慕容氏咬着被角哭的上氣不接下氣,這幾日她吃喝拉撒都在牀上,就是怕腹中孩兒有危險,明明她也摔倒了,可陛下從未來看過她一眼……
還是皇后看她可憐,每日都派了嬤嬤來看看,生怕宮人們憊懶不肯盡心服侍。
慕容氏傷心的就是這一點,這孩子也是陛下的孩子,怎麼他就這般絕情對自己不聞不問,不僅每日在甘棠軒守着,還把最好的醫者、補品都給了韓氏,他好狠的心啊!
她哭嚷着道:“我還活着做什麼,不如摔死算了!”
“反正陛下也覺得我是個多餘的,他一直都把我當成韓氏的影子,他以爲我不知道,其實我什麼都知道,我不是誰的影子!”
“娘子……”玫娘聽着實在難受,抹了把眼淚,緊緊握着慕容氏的手安慰道:“你還有宮外的親人,你還有奴,就算所有人都不相信你,奴知道你是冤枉的,你沒有推韓修儀,是她推了你!”
“娘子振作一些,咱們還有希望,真相一定會大白天下的,娘子,你可不能說這些喪氣話啊!”
一時間,主僕二人抱頭痛哭,好半天后,慕容氏覺得眼中酸澀不已,她呆呆的側着身子,蜷縮在榻上,短短几日便已經沒有了從前的珠圓玉潤。
安胎藥喝的她連味覺都要沒有了,雙頰的顴骨凸顯,連眼珠子也瞘了似得,如兩顆蒙了塵的玉珠子一般,看人都是木呆呆的。
李暉的漠然讓她受到了巨大的打擊,但隨即而來的,卻是對蓁娘更多的恨意,她無時無刻不在想,如果沒有蓁娘在,她一定會是李暉心中那個人……
如果她不在……
慕容氏下意識的撫上肚子,孩子彷彿感覺到了包裹着他的母體情緒很不好,微微活動了下手腳,卻讓慕容氏身心一震,她驚訝的瞪着眼,隆起的腹部再次被踢動。
這是她的孩子,他渴望這個世界,他渴望睜開眼睛的那一刻,慕容氏咧着嘴忍不住笑起來,可眼淚斷了線似得順着眼角滑入鬢髮,然後消失不見。
待她睡着後,玫娘喚了一個小宮人進屋守着,自己揉了揉酸澀的眼睛,打了盆水洗臉,一旁幫忙遞帕子的芙蕖問道:“娘子怎麼樣了?”
“我聽她哭的厲害,怎麼你也跟着在哭,你該勸勸娘子纔是……”
玫娘擦了把臉,嘆道:“咱們曉風堂現在是個什麼情況你也知道,若不是皇后殿下派人撫慰,還有秦修容時不時送些東西來,那些不喜歡娘子的人,早就來落井下石了。
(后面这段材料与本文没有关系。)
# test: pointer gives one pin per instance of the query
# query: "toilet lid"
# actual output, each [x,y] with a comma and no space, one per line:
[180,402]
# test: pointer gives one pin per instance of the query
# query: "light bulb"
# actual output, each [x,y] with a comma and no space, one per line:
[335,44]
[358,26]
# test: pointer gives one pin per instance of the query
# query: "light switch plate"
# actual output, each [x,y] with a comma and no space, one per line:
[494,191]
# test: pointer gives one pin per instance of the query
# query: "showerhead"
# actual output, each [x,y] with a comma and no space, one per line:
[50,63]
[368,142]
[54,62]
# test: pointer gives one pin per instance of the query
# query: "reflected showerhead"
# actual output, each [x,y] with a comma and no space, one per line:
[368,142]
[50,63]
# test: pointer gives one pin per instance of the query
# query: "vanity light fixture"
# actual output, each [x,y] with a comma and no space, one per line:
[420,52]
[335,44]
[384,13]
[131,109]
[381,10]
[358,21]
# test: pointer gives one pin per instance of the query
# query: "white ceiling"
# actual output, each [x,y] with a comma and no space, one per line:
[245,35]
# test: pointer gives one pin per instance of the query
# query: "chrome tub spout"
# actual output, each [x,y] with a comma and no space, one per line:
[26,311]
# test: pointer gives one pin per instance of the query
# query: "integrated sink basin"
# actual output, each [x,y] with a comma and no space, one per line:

”
芙蕖神色黯然,“娘子好不容易等到苦盡甘來,現在卻遇着這麼一遭難,真是應了好事多磨那句話,索性小郎君安安穩穩的,不然真不知該怎麼辦。”
玫娘安慰的拍拍她的肩,道:“一切都會好起來的……”
“現在娘子還在睡,我去宣微殿替娘子向皇后謝恩,你去膳房看看,讓庖者給娘子做些補身子的湯水……”
“嗯!”芙蕖點頭應是,“你眼睛還紅着,皇后見着只會對娘子愈加生出憐惜之情,陛下靠不住,只能靠皇后庇護了。”
……
蓁娘已經能起牀走動了,劉奉御囑咐不要吹了風,因此她每日都在正午時在院子裡轉一轉,丹娘和桃桃一左一右的攙扶着她。
彷彿是小心翼翼呵護着一個稚童,丹娘跳起來扯下枝頭上一朵杜鵑,對生母道:“阿姨,杜鵑又叫子規、望帝,你知道是什麼典故嗎?”
蓁娘捻起那朵杜鵑輕嗅,溫柔的笑着把它別在女兒的髮髻上,“我知道,望帝的故事還是你五歲那年我給你講的呢!”
丹娘驚喜的咧着嘴笑,“阿姨已經記起了很多事呢!”
“劉奉御果真是聖手!”
桃桃也開心的合不攏嘴,點頭表示贊同:“等阿姨大好了,一定要讓阿耶重賞劉奉御!”
“嗯嗯!”
丹娘撫掌笑道:“對了,阿耶晚上會來,他知道這個消息一定很高興~”
倆姐妹嘰嘰喳喳的討論着,卻沒發現生母笑意盈盈的脣角沉了下去,蓁娘摸摸額頭纏繞的布條,傷口已經在結痂了,但頭還是偶爾疼。
自她甦醒後,便發現頭腦一片空白,她連自己是誰都不知道,更別說眼前的一切人和事了……
看着他們驚愕的表情,還有悲傷的哭泣,蓁娘只覺得心臟抽疼,好像自己也要跟着哭了。
後來經過數日的精心調養,她纔在荒蕪的記憶中找到了一丁點印象。
隨着每天都在女兒們的嘮叨中,她記起了更多的事,心裡也有些不好意思,她可真沒想到,只是把頭一摔,卻把記憶都摔沒了~某一晚丹娘跟着她睡,半夜裡她依偎在自己身邊,小心翼翼的伸出手試探自己的呼吸,那時她並未睡着,驚訝的問丹娘怎麼了。
她卻哽咽着說:以後再也不任性嬌縱了,她一定會做一個乖女兒,一定要好好孝順父母、阿姨……
蓁娘聽了這話無比感動,她只是轉過身摟着丹娘沒說話,像女兒還在牙牙學語時那樣撫摸着她細軟的頭髮讓她安心。